Pierre Soulages et le rapport physique à la peinture

08 décembre 1998
05m 15s
Réf. 00030

Notice

Résumé :

Pierre Soulages est l'invité de Philippe Lefait dans son émission Le Cercle du mois de décembre 1998. Il est accompagné de Pierre Encrevé venu présenter le dernier tome de la trilogie L'Œuvre complet, ouvrage sur le travail de Pierre Soulages. L'entretien porte sur le rapport physique que l'artiste développe avec et dans son œuvre.

Type de média :
Date de diffusion :
08 décembre 1998
Source :
A2 (Collection: LE CERCLE )

Éclairage

Pierre Soulages est l'invité de Philippe Lefait dans son émission Le Cercle du mois de décembre 1998. Il est accompagné de Pierre Encrevé venu présenter le dernier tome de la trilogie L'Œuvre complet, ouvrage sur le travail de Pierre Soulages.

Dans cet extrait, au travers de l'analyse de plusieurs de ses œuvres - notamment des vitraux de Conques ou bien de l'ensemble créé pour la première biennale de Lyon -, Pierre Soulages évoque le rapport physique induit dans sa peinture. Ce rapport s'établit dans une confrontation réelle avec la toile. Ainsi, dans cet extrait, il met de côté toute reproduction d'œuvre de ce discours ; ces reproductions ne pouvant pas remplacer la rencontre nécessaire à l'appréhension physique d'une Œuvre d'Art, et a fortiori des siennes.

Dans un premier temps il s'agit du rapport physique de l'artiste avec sa propre création. Pierre Soulages n'est pas un artiste adepte de la doxa, ses œuvres n'obéissent a aucun principe prédéfini, elles tentent simplement de répondre à sa volonté de faire de l'espace de la toile noircie, du vitrail ou de la gravure, un espace duquel jaillit la lumière. L'artiste dispose et aménage différentes surface qu'il nomme lisses, violentes ou adoucies, jusqu'à ce que naisse enfin cette rencontre entre espace pictural et espace lumineux.

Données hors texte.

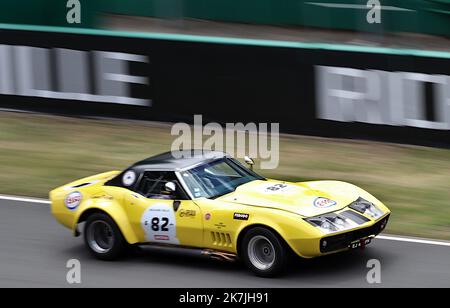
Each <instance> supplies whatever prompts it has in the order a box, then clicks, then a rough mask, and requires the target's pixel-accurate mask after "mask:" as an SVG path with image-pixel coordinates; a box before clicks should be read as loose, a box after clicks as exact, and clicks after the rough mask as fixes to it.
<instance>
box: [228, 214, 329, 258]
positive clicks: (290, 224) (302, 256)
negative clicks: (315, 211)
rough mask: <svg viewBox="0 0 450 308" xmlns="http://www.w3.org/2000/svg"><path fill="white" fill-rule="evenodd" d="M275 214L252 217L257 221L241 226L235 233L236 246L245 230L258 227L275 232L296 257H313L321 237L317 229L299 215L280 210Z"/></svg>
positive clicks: (243, 233)
mask: <svg viewBox="0 0 450 308" xmlns="http://www.w3.org/2000/svg"><path fill="white" fill-rule="evenodd" d="M276 212H277V213H272V215H254V216H256V217H257V219H251V220H249V222H248V223H247V224H246V225H242V226H241V228H240V229H239V230H238V232H237V239H236V242H237V243H238V245H239V243H240V241H241V240H242V237H243V234H244V233H245V232H246V231H247V230H249V229H251V228H252V227H258V226H260V227H266V228H269V229H272V230H273V231H275V232H276V233H277V234H278V235H279V236H280V237H281V238H282V239H283V240H284V241H285V242H286V244H287V245H288V246H289V247H290V248H291V249H292V251H293V252H294V253H295V254H297V255H298V256H300V257H303V258H310V257H312V256H313V255H315V254H316V253H317V250H318V247H316V245H315V243H316V240H317V238H319V237H321V236H322V234H321V233H320V232H319V231H318V230H317V228H314V227H312V226H311V225H310V224H308V223H307V222H305V221H304V220H303V219H302V217H301V216H300V215H296V214H292V213H289V212H284V211H281V210H276ZM275 215H276V216H275ZM274 217H276V219H274ZM237 249H238V248H237Z"/></svg>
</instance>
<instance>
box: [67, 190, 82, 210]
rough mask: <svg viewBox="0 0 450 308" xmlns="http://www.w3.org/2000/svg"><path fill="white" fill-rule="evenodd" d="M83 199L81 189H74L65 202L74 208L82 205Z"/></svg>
mask: <svg viewBox="0 0 450 308" xmlns="http://www.w3.org/2000/svg"><path fill="white" fill-rule="evenodd" d="M82 199H83V195H82V194H81V193H80V192H79V191H74V192H71V193H70V194H68V195H67V197H66V199H64V204H65V205H66V207H67V208H68V209H69V210H74V209H76V208H77V207H78V206H79V205H80V203H81V200H82Z"/></svg>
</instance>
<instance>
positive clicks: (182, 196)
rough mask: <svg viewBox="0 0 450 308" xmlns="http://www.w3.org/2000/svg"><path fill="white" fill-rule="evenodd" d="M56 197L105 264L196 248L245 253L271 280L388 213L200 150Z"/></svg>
mask: <svg viewBox="0 0 450 308" xmlns="http://www.w3.org/2000/svg"><path fill="white" fill-rule="evenodd" d="M246 162H247V163H248V164H250V165H252V164H253V161H252V160H251V159H250V158H246ZM50 199H51V201H52V205H51V210H52V214H53V215H54V216H55V218H56V219H57V220H58V221H59V222H60V223H61V224H63V225H64V226H66V227H67V228H70V229H71V230H72V231H73V233H74V235H75V236H78V235H80V231H79V225H80V224H82V223H83V224H84V229H83V235H84V240H85V243H86V246H87V248H88V249H89V250H90V251H91V252H92V253H93V254H94V255H95V256H96V257H98V258H100V259H104V260H112V259H116V258H118V257H119V256H121V255H122V253H124V252H125V251H126V248H128V247H130V246H131V245H141V244H154V245H170V246H177V247H186V248H198V249H201V250H202V251H203V252H204V253H205V254H209V255H211V256H214V257H223V258H228V257H233V256H238V257H239V258H240V259H242V260H243V261H244V262H245V264H246V265H247V266H248V267H249V268H250V269H251V270H252V271H253V272H254V273H256V274H257V275H259V276H264V277H270V276H274V275H277V274H279V273H280V272H282V271H283V270H284V269H285V268H286V263H287V260H288V256H289V255H290V254H292V252H293V253H294V254H296V255H298V256H300V257H304V258H312V257H317V256H321V255H325V254H330V253H335V252H339V251H343V250H347V249H354V248H358V247H363V246H365V245H367V244H368V243H370V241H371V239H372V238H373V237H374V236H376V235H377V234H379V233H380V232H381V231H383V230H384V228H385V227H386V224H387V222H388V219H389V215H390V211H389V209H388V208H387V207H386V206H385V205H383V203H381V202H380V201H379V200H377V199H376V198H375V197H373V196H372V195H371V194H369V193H367V192H366V191H364V190H362V189H361V188H359V187H356V186H354V185H352V184H348V183H344V182H339V181H314V182H301V183H289V182H285V181H278V180H270V179H265V178H263V177H261V176H259V175H258V174H256V173H255V172H253V170H252V168H246V167H244V166H243V165H242V164H241V163H240V162H239V161H237V160H235V159H233V158H231V157H230V156H229V155H227V154H225V153H222V152H216V151H198V150H190V151H179V152H175V153H173V152H169V153H164V154H160V155H157V156H154V157H150V158H148V159H145V160H143V161H140V162H138V163H136V164H134V165H132V166H131V167H129V168H127V169H126V170H124V171H123V172H120V171H111V172H107V173H102V174H98V175H95V176H92V177H88V178H85V179H81V180H78V181H75V182H73V183H70V184H67V185H65V186H62V187H59V188H57V189H55V190H53V191H51V192H50Z"/></svg>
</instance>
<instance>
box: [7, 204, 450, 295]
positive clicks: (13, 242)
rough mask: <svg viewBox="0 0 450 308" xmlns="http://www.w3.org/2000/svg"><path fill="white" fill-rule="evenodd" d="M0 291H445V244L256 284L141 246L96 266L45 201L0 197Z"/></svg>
mask: <svg viewBox="0 0 450 308" xmlns="http://www.w3.org/2000/svg"><path fill="white" fill-rule="evenodd" d="M69 259H78V260H79V261H80V262H81V284H77V285H70V284H68V283H67V281H66V274H67V271H68V269H67V268H66V264H67V261H68V260H69ZM370 259H378V260H379V261H380V262H381V284H369V283H368V282H367V280H366V275H367V273H368V271H369V269H368V268H367V266H366V265H367V261H368V260H370ZM0 287H174V288H180V287H184V288H186V287H189V288H205V287H225V288H226V287H233V288H242V287H253V288H260V287H269V288H270V287H300V288H303V287H321V288H322V287H450V247H449V246H442V245H433V244H424V243H411V242H403V241H392V240H386V239H377V240H375V241H374V242H373V243H372V244H371V245H370V246H369V247H367V248H366V249H365V250H355V251H351V252H348V253H343V254H338V255H332V256H327V257H322V258H317V259H313V260H306V261H298V262H295V263H294V264H293V266H292V269H290V270H289V273H288V274H287V275H285V276H283V277H280V278H273V279H264V278H258V277H255V276H253V275H252V274H251V273H249V272H248V271H247V270H246V269H245V268H244V266H243V265H242V264H240V263H229V262H223V261H216V260H211V259H208V258H207V257H204V256H200V255H199V254H198V253H197V252H191V251H189V252H180V251H172V250H167V249H164V250H162V249H156V248H144V249H142V250H141V251H136V252H134V253H132V254H131V255H130V256H128V257H126V258H124V259H123V260H120V261H115V262H104V261H99V260H96V259H94V258H92V257H91V256H90V255H89V253H88V252H87V250H86V249H85V247H84V244H83V241H82V238H81V237H79V238H74V237H72V235H71V234H70V232H69V230H67V229H65V228H64V227H62V226H60V225H59V224H58V223H56V222H55V221H54V219H53V218H52V216H51V215H50V211H49V206H48V205H47V204H39V203H34V202H33V203H30V202H23V201H13V200H0Z"/></svg>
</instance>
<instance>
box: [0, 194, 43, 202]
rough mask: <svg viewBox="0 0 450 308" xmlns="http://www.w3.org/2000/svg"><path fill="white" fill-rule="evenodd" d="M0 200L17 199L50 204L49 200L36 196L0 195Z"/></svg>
mask: <svg viewBox="0 0 450 308" xmlns="http://www.w3.org/2000/svg"><path fill="white" fill-rule="evenodd" d="M0 200H10V201H19V202H30V203H42V204H50V201H49V200H45V199H38V198H27V197H19V196H6V195H0Z"/></svg>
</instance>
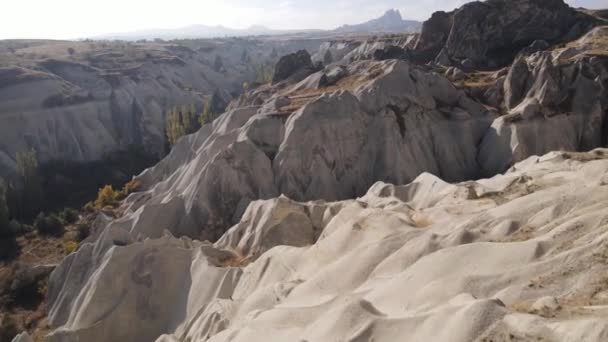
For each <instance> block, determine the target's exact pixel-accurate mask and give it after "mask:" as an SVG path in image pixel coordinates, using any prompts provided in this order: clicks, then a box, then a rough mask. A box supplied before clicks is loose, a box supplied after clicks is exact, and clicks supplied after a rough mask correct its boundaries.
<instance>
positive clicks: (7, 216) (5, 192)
mask: <svg viewBox="0 0 608 342" xmlns="http://www.w3.org/2000/svg"><path fill="white" fill-rule="evenodd" d="M9 230H10V229H9V212H8V203H7V202H6V188H5V186H4V183H3V182H2V180H0V236H3V235H6V234H8V233H9Z"/></svg>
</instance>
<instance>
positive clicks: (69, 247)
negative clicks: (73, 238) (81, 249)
mask: <svg viewBox="0 0 608 342" xmlns="http://www.w3.org/2000/svg"><path fill="white" fill-rule="evenodd" d="M77 248H78V243H77V242H76V241H66V242H64V243H63V254H65V255H70V254H72V253H74V252H75V251H76V249H77Z"/></svg>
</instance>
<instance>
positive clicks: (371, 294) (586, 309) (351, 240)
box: [48, 150, 608, 342]
mask: <svg viewBox="0 0 608 342" xmlns="http://www.w3.org/2000/svg"><path fill="white" fill-rule="evenodd" d="M607 184H608V150H596V151H593V152H589V153H550V154H548V155H546V156H543V157H531V158H528V159H527V160H525V161H523V162H522V163H519V164H517V165H515V166H514V167H513V168H512V169H511V170H510V171H509V172H508V173H506V174H505V175H500V176H496V177H494V178H491V179H484V180H479V181H477V182H465V183H460V184H448V183H445V182H444V181H442V180H440V179H439V178H437V177H435V176H433V175H431V174H428V173H424V174H422V175H420V176H419V177H417V178H416V179H415V180H414V182H413V183H411V184H409V185H405V186H393V185H389V184H386V183H377V184H375V185H373V186H372V187H371V189H370V190H369V191H368V193H367V194H366V195H365V196H363V197H361V198H358V199H356V200H348V201H344V202H337V203H325V202H310V203H298V202H294V201H291V200H289V199H287V198H285V197H281V198H277V199H271V200H267V201H257V202H254V203H252V204H251V205H250V206H249V208H248V209H247V211H246V214H245V216H244V217H243V219H242V220H241V222H240V223H238V224H237V225H235V226H234V227H233V228H232V229H230V230H229V231H228V232H227V233H226V234H225V235H224V237H223V238H222V239H220V241H218V242H217V243H216V244H215V245H211V244H209V243H201V242H196V241H191V240H189V239H176V238H173V237H161V238H155V239H144V240H141V241H136V240H137V239H136V237H135V236H134V234H132V233H129V231H128V230H126V229H123V228H119V227H116V226H110V227H109V228H108V229H107V230H106V231H104V233H103V234H102V235H101V236H100V238H99V239H98V240H97V242H95V243H94V244H87V245H84V246H83V247H82V248H80V250H79V251H78V252H77V253H75V254H72V255H70V256H69V257H68V259H67V260H66V261H65V262H64V263H63V264H62V265H61V266H60V267H59V268H58V269H57V271H55V273H54V274H53V276H52V278H51V282H50V289H49V290H50V297H49V303H50V308H51V316H50V318H51V319H50V322H51V325H52V327H53V328H54V329H55V330H54V331H53V332H52V333H51V335H50V336H49V338H48V340H49V341H50V342H67V341H91V342H96V341H135V342H138V341H142V342H143V341H153V340H155V339H156V340H157V341H159V342H168V341H171V342H175V341H248V342H249V341H277V342H278V341H311V342H313V341H334V340H340V341H370V340H373V341H387V342H391V341H453V342H460V341H462V342H469V341H488V340H493V341H508V340H509V336H510V338H511V340H550V341H589V342H597V341H603V340H605V338H606V337H607V336H608V320H606V315H607V314H608V311H607V310H606V306H605V304H606V301H607V300H608V283H607V282H606V277H605V274H606V271H608V263H607V260H608V259H607V258H608V256H607V254H606V251H607V250H608V249H607V248H608V234H607V233H606V227H607V224H608V221H607V212H606V208H605V203H607V202H608V187H607ZM87 274H89V275H88V277H87V276H86V275H87ZM547 296H551V298H552V299H551V300H549V299H547V298H548V297H547ZM556 302H558V303H559V304H558V305H555V303H556ZM538 310H541V311H542V312H538Z"/></svg>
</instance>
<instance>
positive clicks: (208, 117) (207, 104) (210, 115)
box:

Par la suite, c'est le regardeur qui doit entretenir ce rapport physique à l'œuvre. L'espace créé par cette peinture est activée par lui seul, qui, en se déplaçant librement en vis-à-vis de cette toile, va voir apparaître ces différentes lumières émergeant du noir, avec différents tons de bruns, d'ocres ou bien encore de bleus. Par cette expérience se déroulant dans le domaine du sensible, le regardeur donne aux toiles de Pierre Soulages une existence dans une troisième dimension : celle qui se trouve entre lui et la toile et qui n'est habitée que par l'impalpable qualité de la lumière. Cet espace se meut et se transforme en fonction des déplacements du regardeur et des différentes variations de la lumière elle-même. Il est ce que l'artiste nomme « le champ mental » de sa peinture. Comme le dit Pierre Soulages, les mots sont des éléments préfabriqués, ils ne peuvent donc pas définir l'expérience du champ mental de l'œuvre car celle-ci appartient a chaque regardeur, c'est une expérience physique qui s'inscrit dans le réel et l'intime.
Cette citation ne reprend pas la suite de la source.